Round 3: Lightning Strike versus Ironstorm Marines
I'm not going to describe the mission other than to say this appears to have been a gimme for the Imperium after the Imperium ended up dead last after the first day. Chaos/Interloper deploys in the center 13" diagonal stripe, Imperium deploys on opposite table corners, Imperium always goes first. Played into tournament ready Ironstorm that could pick up additional alpha strike from their roster, knowing they had first turn. Terrain would have been good, frankly, but was unfortunately a series of T shaped obscuring ruins. So anything hiding in the center DZ would be shootable from one of the two Attacker deployment corners. Literally no place to hide. Tabled top of turn 3 despite reserving half the army to make a play of it turn 2. People paid $300 to be fed to their imperium opponents to even out the scoring.

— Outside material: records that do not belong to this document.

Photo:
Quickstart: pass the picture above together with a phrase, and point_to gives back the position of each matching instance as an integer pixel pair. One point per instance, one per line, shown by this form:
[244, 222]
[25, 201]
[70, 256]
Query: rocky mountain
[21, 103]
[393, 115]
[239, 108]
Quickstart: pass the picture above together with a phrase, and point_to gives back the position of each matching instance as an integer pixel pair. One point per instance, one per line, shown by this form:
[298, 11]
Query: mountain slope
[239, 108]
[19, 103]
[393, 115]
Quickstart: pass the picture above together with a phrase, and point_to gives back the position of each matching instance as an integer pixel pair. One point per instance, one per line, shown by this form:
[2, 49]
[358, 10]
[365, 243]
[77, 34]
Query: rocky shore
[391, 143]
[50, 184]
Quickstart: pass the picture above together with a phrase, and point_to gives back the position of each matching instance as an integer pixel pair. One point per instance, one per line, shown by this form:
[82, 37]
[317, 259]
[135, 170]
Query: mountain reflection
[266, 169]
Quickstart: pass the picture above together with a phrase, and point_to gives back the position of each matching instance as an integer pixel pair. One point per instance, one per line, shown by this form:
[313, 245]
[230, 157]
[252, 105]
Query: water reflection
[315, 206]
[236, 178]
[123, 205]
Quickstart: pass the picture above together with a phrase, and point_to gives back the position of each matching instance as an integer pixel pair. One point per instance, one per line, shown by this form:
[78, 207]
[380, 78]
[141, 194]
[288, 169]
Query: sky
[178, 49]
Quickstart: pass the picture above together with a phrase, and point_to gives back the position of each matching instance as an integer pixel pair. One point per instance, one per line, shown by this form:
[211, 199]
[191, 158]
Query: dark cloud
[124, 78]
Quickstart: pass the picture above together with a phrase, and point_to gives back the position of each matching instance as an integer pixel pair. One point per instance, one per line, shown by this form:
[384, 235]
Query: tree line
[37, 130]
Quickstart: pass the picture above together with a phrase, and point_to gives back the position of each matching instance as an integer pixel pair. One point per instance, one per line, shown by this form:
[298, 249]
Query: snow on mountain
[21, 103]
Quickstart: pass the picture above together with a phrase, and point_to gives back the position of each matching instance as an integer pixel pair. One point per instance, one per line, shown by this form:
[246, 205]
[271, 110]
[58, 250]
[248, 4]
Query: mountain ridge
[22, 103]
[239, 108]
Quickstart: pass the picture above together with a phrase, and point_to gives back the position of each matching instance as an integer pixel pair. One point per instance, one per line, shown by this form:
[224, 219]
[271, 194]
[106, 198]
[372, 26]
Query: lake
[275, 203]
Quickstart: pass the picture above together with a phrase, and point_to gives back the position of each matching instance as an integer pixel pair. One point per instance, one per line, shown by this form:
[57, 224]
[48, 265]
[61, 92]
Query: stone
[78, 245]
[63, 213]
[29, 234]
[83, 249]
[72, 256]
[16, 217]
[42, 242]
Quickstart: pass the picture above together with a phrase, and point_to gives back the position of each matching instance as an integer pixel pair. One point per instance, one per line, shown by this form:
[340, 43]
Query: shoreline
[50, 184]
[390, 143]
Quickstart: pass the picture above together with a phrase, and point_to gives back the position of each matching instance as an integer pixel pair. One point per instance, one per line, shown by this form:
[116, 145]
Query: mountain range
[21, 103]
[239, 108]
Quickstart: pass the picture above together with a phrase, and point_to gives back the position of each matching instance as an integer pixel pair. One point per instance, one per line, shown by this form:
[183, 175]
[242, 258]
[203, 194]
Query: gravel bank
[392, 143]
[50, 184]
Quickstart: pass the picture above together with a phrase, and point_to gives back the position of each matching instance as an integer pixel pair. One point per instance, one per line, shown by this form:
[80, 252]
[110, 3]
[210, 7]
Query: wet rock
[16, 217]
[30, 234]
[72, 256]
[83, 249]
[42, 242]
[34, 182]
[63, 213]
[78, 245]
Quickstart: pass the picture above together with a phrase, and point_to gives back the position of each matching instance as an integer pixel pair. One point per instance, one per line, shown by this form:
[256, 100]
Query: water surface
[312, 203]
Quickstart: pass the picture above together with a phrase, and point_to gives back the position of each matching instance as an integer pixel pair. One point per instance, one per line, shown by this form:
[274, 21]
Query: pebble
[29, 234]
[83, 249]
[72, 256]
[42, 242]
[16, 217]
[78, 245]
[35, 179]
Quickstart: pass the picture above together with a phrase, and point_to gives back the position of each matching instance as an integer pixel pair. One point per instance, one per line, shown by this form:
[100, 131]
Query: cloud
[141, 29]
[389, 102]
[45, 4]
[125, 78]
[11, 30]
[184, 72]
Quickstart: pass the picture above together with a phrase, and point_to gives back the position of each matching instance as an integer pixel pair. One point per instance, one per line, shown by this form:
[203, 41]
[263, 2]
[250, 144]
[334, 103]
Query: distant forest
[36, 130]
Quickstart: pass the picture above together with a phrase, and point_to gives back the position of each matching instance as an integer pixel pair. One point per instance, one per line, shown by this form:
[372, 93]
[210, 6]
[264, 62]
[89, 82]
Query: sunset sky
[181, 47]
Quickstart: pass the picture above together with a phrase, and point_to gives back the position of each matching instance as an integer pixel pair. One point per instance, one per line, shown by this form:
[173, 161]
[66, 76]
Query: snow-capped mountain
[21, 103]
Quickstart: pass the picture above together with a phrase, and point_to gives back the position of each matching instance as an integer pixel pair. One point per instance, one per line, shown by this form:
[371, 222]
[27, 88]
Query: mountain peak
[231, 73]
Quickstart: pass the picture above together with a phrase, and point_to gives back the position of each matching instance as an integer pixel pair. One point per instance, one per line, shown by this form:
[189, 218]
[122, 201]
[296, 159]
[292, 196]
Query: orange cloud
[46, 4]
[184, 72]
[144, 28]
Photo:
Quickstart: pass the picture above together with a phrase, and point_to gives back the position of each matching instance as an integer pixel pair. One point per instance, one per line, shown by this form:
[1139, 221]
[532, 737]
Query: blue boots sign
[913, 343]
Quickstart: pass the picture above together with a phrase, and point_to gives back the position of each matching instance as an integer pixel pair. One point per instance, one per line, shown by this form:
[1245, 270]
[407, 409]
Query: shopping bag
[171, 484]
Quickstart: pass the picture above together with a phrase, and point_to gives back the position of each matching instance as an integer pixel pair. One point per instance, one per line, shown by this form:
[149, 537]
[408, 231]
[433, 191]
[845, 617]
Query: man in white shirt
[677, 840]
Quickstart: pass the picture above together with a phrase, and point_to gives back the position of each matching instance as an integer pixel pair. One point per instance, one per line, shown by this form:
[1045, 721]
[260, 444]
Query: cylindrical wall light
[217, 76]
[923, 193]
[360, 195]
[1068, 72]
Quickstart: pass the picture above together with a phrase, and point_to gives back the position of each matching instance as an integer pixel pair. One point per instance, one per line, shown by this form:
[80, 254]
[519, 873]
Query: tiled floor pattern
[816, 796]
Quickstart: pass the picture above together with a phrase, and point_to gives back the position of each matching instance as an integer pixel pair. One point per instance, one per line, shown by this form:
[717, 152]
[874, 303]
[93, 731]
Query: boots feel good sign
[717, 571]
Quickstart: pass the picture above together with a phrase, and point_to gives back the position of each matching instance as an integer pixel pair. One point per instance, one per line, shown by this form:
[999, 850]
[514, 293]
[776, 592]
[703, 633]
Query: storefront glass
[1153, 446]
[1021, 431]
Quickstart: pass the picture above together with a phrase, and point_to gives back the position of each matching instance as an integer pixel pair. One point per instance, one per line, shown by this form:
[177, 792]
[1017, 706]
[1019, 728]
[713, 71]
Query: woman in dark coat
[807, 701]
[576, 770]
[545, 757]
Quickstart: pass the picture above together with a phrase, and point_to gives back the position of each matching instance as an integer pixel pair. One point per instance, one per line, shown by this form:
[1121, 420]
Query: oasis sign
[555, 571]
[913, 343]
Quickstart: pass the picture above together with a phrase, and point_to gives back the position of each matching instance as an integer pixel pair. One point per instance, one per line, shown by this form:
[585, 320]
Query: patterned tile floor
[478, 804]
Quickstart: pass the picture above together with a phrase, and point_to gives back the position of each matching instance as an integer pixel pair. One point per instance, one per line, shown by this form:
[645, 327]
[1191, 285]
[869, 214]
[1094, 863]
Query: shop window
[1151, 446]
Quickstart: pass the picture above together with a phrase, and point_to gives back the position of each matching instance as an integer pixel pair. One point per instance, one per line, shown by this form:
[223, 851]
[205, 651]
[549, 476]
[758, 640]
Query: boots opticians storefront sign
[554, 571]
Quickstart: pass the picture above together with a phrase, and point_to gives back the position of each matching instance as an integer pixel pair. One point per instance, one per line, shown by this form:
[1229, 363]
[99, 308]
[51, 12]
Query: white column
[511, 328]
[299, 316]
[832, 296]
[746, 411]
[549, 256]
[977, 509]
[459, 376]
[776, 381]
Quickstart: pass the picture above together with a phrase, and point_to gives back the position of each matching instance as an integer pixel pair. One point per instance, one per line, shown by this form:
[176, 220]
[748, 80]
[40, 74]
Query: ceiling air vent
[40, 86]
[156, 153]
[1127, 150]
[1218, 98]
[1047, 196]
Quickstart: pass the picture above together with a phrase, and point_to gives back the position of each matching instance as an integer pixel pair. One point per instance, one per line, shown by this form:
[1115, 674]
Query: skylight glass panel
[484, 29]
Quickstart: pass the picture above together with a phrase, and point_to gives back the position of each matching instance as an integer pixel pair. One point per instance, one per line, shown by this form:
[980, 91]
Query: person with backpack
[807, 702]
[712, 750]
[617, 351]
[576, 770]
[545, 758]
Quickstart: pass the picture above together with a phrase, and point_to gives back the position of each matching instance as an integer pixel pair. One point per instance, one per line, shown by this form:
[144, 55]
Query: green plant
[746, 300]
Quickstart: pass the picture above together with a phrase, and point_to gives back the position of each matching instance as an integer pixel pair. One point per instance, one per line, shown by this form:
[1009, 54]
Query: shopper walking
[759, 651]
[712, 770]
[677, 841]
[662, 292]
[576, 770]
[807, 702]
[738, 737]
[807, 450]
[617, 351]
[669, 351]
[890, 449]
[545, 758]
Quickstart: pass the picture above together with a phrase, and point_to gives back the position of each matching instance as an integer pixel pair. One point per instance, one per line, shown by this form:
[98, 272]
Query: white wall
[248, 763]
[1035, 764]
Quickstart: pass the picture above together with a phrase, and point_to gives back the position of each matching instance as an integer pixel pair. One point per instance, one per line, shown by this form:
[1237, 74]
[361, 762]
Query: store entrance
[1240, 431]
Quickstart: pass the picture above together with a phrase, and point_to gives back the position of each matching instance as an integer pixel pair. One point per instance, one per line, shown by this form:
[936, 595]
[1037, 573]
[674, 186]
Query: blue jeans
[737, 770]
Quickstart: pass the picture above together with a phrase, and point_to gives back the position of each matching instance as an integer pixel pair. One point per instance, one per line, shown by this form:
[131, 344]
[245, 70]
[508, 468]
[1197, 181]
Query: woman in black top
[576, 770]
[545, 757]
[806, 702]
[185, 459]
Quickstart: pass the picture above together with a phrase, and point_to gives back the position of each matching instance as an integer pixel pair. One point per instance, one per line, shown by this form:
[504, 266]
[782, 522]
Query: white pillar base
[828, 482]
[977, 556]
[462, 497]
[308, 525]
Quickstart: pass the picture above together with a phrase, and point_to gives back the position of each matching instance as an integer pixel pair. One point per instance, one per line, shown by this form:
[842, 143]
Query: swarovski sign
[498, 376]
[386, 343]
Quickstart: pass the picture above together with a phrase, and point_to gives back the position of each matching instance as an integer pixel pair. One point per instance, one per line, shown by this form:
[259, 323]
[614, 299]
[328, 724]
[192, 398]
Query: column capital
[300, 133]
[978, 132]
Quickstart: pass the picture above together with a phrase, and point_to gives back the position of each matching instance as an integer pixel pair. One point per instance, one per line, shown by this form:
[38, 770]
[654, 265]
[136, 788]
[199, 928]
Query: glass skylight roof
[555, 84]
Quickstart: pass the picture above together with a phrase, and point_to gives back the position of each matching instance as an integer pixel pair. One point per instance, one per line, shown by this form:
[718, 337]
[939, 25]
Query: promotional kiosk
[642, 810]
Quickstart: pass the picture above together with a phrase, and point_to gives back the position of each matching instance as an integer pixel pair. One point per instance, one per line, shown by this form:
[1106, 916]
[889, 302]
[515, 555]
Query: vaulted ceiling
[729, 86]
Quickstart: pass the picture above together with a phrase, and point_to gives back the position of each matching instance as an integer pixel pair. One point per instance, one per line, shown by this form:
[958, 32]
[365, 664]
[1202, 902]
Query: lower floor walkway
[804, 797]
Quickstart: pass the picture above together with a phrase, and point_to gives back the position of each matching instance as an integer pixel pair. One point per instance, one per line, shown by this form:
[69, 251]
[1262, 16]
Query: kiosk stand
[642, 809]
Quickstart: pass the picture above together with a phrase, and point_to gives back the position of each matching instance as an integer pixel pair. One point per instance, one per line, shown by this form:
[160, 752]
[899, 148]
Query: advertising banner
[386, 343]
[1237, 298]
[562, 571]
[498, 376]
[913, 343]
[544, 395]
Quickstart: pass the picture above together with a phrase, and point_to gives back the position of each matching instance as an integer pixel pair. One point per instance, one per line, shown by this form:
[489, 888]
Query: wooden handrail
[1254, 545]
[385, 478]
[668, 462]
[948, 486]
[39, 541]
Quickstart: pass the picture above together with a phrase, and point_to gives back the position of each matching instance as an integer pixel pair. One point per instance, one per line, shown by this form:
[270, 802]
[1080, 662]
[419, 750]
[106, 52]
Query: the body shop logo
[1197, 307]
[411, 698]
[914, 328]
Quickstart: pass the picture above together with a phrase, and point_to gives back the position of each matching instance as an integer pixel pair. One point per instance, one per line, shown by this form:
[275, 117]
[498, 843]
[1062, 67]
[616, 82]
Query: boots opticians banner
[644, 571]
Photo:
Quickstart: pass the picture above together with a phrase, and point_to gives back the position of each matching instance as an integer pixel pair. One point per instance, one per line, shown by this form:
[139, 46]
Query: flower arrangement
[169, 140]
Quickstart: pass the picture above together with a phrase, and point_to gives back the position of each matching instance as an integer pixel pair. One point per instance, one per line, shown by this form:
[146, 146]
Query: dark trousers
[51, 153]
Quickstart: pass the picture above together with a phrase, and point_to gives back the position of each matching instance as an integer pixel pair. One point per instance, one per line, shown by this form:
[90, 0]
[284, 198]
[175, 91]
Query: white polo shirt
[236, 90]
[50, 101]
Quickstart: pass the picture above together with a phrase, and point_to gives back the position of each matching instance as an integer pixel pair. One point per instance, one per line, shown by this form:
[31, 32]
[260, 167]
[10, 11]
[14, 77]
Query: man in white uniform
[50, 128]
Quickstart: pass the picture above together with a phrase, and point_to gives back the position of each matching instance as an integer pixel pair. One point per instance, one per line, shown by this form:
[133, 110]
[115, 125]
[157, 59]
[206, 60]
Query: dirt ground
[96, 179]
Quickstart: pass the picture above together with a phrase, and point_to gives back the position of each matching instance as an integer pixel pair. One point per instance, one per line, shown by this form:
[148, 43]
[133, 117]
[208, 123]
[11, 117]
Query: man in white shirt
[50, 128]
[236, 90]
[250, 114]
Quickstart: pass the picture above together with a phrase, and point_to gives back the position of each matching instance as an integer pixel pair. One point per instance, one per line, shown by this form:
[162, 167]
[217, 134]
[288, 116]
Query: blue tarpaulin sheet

Round 4: Light the Beacons versus Imperial Knights
I want to preface this with the Knight player is a great guy. Cool opponent, not his fault the mission did this. Not going to describe the mission again, just deployment, this was another "Who's going first? Cool, GG." round at this $300 event.
Deployment was, to make it simple, alternating deeptrikes. You can deploy INSIDE NINE INCHES but outside 3 inches of an opposing unit at the cost of
D6 mortal wounds. Now, if you're Knights (of either flavor), you just deploy at 9" and call it a day. Either you lose, or, in my case the knight player won the roll off for first turn and tabled me on turn 2 (which I would honestly have been doing to him if I had won the roll off)
At this point I confirmed that I could move my flight forward two days and literally took the midnight flight home, saving a day on hotel and food expenses. I did not play the next two rounds but will give my impressions of the rules and deployments.
Round 5: Frontline Withdrawal
THE DEPLOYMENT ZONES. ARE SIX INCHES. AWAY. FROM. EACH. OTHER. I woke up sick, at noon, having driven an hour from the airport at 3am, and I'm still glad I didn't stay.
Round 6: Terminus offensive
This actually looks like a good mission with normal deployment zones?
So 3 out of 6 missions, for a $300 event (plus airfare and hotel for some) were actually good and not a coin flip or purposefully tilted towards one faction winning. Terrain that, to be unsparing, is thematic for local gaming groups circa ten years ago (with less than a dozen or so noticeable exceptions) The ending performances were supposedly good. Would be interested in whether anyone ever had to actually utilize any of the Chalnath lore, which was suggested in the event primer, I didn't see any references at all to it. Similarly, the Great Gun only had relevance in the final performances and at no other point.